Trump’s sweet Coke deal will worsen U.S. health



Donald Trump’s Coca-Cola deal claims to Make America Healthy Again and stand up to corn lobbyists — it does neither. The sugar swap won’t curb America’s sugar addiction, it will supercharge it. Big farms won’t lose out, small ones will. Meanwhile, we’ll add to the national deficit and America’s growing medical bill.

High-fructose corn syrup (HFCS) and cane sugar are nearly identical. Both are tied to excessive caloric intake, obesity, diabetes, heart disease, and other chronic conditions that plague Americans. The problem isn’t the type of sugar we’re consuming, but how much.

Estimated hits to farm revenue and job loss are overblown; they assume a full swap to cane sugar, which is unlikely. Even if the deal initially hurts corn farmers, they’ll be protected by programs like the $10 billion Emergency Commodity Assistance Program. Trump can play hero, offering bailouts like the $28 billion he gave to farmers hurt by first-term tariffs.

The president isn’t making America healthy again, he’s promoting sugary sodas. He’s choosing corporations over American farmers and adding to our bloated deficit.

Trump also isn’t doing anything new; swapping sugar is old news. Flashback to the early 2000s when the public’s love affair with cola faltered. Obesity rates hit double digits in all states for the first time; evidence pointed to the bubbly drink I’d grown up with.
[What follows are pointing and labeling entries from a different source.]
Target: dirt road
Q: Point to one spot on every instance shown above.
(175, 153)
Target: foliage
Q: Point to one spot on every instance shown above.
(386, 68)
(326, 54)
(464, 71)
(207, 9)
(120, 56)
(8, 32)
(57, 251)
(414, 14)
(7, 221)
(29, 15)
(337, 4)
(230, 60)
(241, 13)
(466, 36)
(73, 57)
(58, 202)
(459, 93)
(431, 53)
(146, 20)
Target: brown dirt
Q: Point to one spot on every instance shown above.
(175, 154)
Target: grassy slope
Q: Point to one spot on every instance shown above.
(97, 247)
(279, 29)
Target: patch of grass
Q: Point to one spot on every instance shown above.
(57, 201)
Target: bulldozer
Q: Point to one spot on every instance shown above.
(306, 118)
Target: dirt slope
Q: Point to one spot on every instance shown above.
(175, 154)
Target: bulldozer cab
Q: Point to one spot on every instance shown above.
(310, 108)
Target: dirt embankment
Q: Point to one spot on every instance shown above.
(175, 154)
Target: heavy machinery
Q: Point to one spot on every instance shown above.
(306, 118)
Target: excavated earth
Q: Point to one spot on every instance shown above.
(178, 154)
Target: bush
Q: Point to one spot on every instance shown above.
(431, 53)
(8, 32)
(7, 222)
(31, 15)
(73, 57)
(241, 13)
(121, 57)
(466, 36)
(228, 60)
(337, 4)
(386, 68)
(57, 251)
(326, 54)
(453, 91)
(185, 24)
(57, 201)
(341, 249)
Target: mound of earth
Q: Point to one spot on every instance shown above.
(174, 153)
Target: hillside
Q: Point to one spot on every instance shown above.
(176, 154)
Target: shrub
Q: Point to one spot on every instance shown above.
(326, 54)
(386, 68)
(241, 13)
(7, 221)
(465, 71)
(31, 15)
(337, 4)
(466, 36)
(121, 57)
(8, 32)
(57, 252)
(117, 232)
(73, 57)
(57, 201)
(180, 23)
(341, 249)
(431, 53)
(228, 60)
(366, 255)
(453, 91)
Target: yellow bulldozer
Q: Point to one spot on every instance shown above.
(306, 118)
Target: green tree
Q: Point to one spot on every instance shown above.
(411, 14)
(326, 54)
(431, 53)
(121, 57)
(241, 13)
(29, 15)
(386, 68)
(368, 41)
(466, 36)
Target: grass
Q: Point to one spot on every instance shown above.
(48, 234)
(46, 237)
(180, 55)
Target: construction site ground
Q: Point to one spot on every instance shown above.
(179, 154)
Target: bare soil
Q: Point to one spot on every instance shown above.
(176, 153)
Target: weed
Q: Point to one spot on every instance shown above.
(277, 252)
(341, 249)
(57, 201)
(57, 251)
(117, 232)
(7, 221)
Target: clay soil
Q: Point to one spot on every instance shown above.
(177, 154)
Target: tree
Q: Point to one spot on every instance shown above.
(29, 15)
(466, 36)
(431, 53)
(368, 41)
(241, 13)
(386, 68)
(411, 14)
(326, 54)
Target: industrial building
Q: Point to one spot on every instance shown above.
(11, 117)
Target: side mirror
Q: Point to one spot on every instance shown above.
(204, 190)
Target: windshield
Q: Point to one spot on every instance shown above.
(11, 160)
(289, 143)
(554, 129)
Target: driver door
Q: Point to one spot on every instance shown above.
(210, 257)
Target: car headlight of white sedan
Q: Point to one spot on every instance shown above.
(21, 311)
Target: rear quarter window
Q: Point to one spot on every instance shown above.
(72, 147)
Science, the media, and the public increasingly linked soda to obesity, especially in children. Lawsuits were filed, and vending machines were hauled out of schools.

Soda giants saw the writing on the wall. The health-conscious were coming for their profits.

The studies pegged sugar as the villain, but there was another monster in the closet, high-fructose corn syrup. HFCS is linked to increased inflammation, one of the drivers of obesity and disease. So is sugar. But that didn’t stop brands from glorifying “real cane sugar” as a healthier option. Coca-Cola already had an ace up its sleeve, Mexicoke.

Mexican Coca-Cola, always made with sugar, had enjoyed a small and unofficial place in U.S. markets, mostly confined to Mexican communities. In 2009, the cane sugar cola went mainstream, hitting the shelves of Costco, Sam’s Club and Kroger, offering a “healthy” alternative for people avoiding HFCS. That same year, Pepsi Throwback hit the market, offering a cane sugar-sweetened alternative as a healthier option. Great for branding, bad for us.

In both cases, the soda giants expanded their consumer base, recruiting hipsters, youngsters, and moms who wanted to give their kids a healthier choice — they fell for the health halo effect. When we perceive something as healthy (usually based on packaging claims) we’re likely to eat more and feel hungrier after. This effect, known as the health halo has been documented by multiple studies. If you’ve ever eaten an entire box of Skinny Cow ice cream sandwiches, you know what I mean.

When brands advertise “natural” or “cane” sugar, consumers perceive them to be healthier and lower in calories. Parents are more likely to buy products labeled as “natural” regardless of the true health profile and products made with cane sugar increase people’s health perception. It’s a big win for a company that’s been battling science for decades.

In 2014, the intro to a Coca-Cola Company memo read, “There is a growing war between the public health community and private industry over how to reduce obesity. Sides are being chosen and battle lines are being drawn.” It’s clear which side Trump is on.

For many of us, Coca-Cola is part of our American identity; I still remember blind taste tests with my brother at the kitchen table. We’ve loyally followed the brand through packaging shifts, recipe overhauls, and its expansion into water, tea, and dairy products, which comprise more than half of Coke’s revenue. Meanwhile, Coca-Cola Zero Sugar sales are growing faster than the brand’s portfolio.

Our appetite for cola hasn’t changed, our desperation to fight obesity, diabetes, and heart disease has. The misperception, fueled by the U.S. department of health, that cane sugar is a significantly healthier option will derail the precious progress we’ve made. Regulatory bodies should be clear about sugar’s health risks.

When Chile enacted strict labeling laws and restrictions on advertising, sugary drink consumption fell by nearly a quarter. Other countries have found success with sugar-sweetened beverage taxes. Here in corporate America, while Trump makes bedfellow with big soda, reclaiming our health is up to consumers. Brands make what we buy, choose wisely.

Lutz is a freelance writer focusing on international affairs, travel, climate change, development, and health.